Any ideas would be greatly appreciated.


----------



## Ponyboy (Feb 26, 2011)

My guess is the BCM. Mine did this when I took it out this year. After doing what your's is for about a week, it all died completely. New battery and w/ my buddies BCM, the interior and accessories all worked. The car didn't start until I had a new BCM and PCM(that was also bad) put in and new FOBs. If anyone one of the computers is messed up, the car won't be allowed to start because of a security feature.


----------



## svede1212 (Nov 1, 2005)

BCM or the starter is shorted to ground.


----------



## Papa Rad (Apr 30, 2012)

mine did crap similar to this, the one click and now enough power stuff. it was my positive battery connector, the stock one was corroded really bad and broke not making good contact. after putting on a new one, good as new.


----------



## seagull (Aug 13, 2011)

it was the battery connectors.... , i clean it before but not good enough i guess... i cleaned it with baking soda and water n scrape the connection point with a screwdriver to get fresh metal and it started right up.

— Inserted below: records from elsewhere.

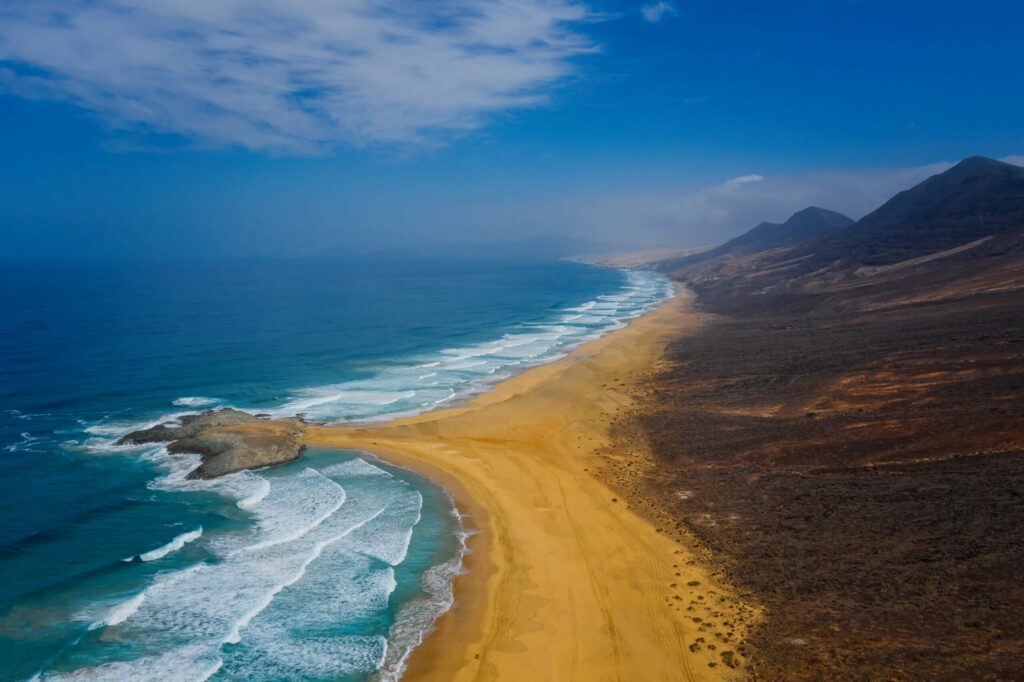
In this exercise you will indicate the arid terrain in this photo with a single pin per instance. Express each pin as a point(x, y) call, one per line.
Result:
point(847, 443)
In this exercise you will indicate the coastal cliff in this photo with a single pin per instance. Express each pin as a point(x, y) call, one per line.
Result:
point(227, 439)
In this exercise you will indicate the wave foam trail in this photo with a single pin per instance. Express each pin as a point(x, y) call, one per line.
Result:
point(403, 388)
point(195, 401)
point(314, 556)
point(121, 612)
point(172, 546)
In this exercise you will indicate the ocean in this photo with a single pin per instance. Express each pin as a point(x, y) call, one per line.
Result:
point(333, 567)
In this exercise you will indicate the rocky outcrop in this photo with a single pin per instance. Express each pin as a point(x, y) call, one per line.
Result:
point(228, 440)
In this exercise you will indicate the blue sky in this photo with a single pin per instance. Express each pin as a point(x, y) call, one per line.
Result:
point(251, 127)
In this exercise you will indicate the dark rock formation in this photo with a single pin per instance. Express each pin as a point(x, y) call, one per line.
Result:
point(228, 440)
point(187, 426)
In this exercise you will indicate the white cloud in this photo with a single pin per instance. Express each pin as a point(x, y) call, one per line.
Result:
point(299, 76)
point(681, 216)
point(656, 11)
point(745, 179)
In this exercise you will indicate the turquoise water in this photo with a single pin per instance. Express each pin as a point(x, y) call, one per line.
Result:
point(333, 567)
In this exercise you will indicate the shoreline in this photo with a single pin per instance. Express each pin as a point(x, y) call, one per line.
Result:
point(562, 580)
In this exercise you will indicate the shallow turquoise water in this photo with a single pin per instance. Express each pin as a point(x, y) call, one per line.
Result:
point(116, 567)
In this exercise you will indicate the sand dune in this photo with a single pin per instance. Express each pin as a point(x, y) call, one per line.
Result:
point(564, 582)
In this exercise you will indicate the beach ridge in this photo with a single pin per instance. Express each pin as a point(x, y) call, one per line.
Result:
point(564, 581)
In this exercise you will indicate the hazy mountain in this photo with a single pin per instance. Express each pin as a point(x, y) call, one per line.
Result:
point(977, 198)
point(537, 248)
point(806, 224)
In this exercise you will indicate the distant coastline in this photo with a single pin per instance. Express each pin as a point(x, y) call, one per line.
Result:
point(522, 462)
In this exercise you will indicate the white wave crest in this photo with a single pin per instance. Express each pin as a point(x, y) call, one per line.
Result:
point(172, 546)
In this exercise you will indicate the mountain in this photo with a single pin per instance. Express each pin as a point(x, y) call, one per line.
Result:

thanks for your help everyone it saved me the hassle of bringing it to the stealership.


----------



## Papa Rad (Apr 30, 2012)

seagull said:


> it was the battery connectors.... , i clean it before but not good enough i guess... i cleaned it with baking soda and water n scrape the connection point with a screwdriver to get fresh metal and it started right up.
> 
> thanks for your help everyone it saved me the hassle of bringing it to the stealership.


Glad you got it fixed! keep them clean so you dont have to replace them like I did. the positive one is a pain.


----------